Culture shock


One doesn’t need to go abroad to experience it, but meeting a wide and different range of people can do wonders for your outlook and attitude.

THERE is always this idea that going overseas means experiencing a great challenge to a person’s traditional Asian values. Everyone expects the students who go abroad to experience some kind of culture shock, and as an outsider, you would come to a great realisation that there is a “them” and “me”. For me, Australia never gave me that feeling — Malaysia did.

To understand my experience, you must first know that I spent most of my schooling years in a small town in Sabah that had neither a shopping mall nor a McDonalds outlet.

The only out-of-school activities that I had were tuition classes and interschool English language competitions. It was a town where scribbling graffiti on the school toilet walls defined one as a “hardcore” gangster.

So when my parents sent me to an arts college in Cyberjaya to pursue a foundation course in mass communications, I left home with all sorts of tips about avoiding the “wrong crowd” and advice to stay on “the right path”.

By the time they were done, I was all but paranoid, walking around with one hand on my wallet and expecting every thief, rapist and mobster in Malaysia to know just by looking at me that I was an easy target.

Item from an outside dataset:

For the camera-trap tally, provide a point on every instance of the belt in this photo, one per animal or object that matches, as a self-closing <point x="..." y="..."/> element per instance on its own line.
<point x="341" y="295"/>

Thanks to television, I had a vague idea about what said criminal would look like. I imagined a dark sort of character, with piercings in strange places, dark clothing and probably a cigarette to top it off.

I nearly jumped out of my skin when a character matching that description introduced himself as my orientation guide at university. Before meeting him, I never knew you could pierce a cheek.

He was polite and terribly entertaining in a droll, sarcastic way. I spent that whole hour touring the campus with my eyes glued on him, the poor boy — he must have thought that I was some a stalker! But at the time, I was certain he was a serial killer and would strike me dead if I so much as blinked at him.

And don’t get me started on the smokers. No one in my immediate family smoked, and where I grew up, smokers (female smokers in particular) were rare.

Imagine my surprise after sitting down to a table full of new coursemates, and nine out of 10 of them either pulled out a cigarette or stole a puff or two from someone else’s.

The first few weeks of college was an abridged education in all that I had missed out in my teen years. I met such a range of people I had never even dreamed of.

They all seemed so mature and worldly and I was so ignorant that more than once, my friend had to drag me out of a conversation and explain, for example, that YSL was not some kind of disease, and yes there are handbags out there that cost more than RM500.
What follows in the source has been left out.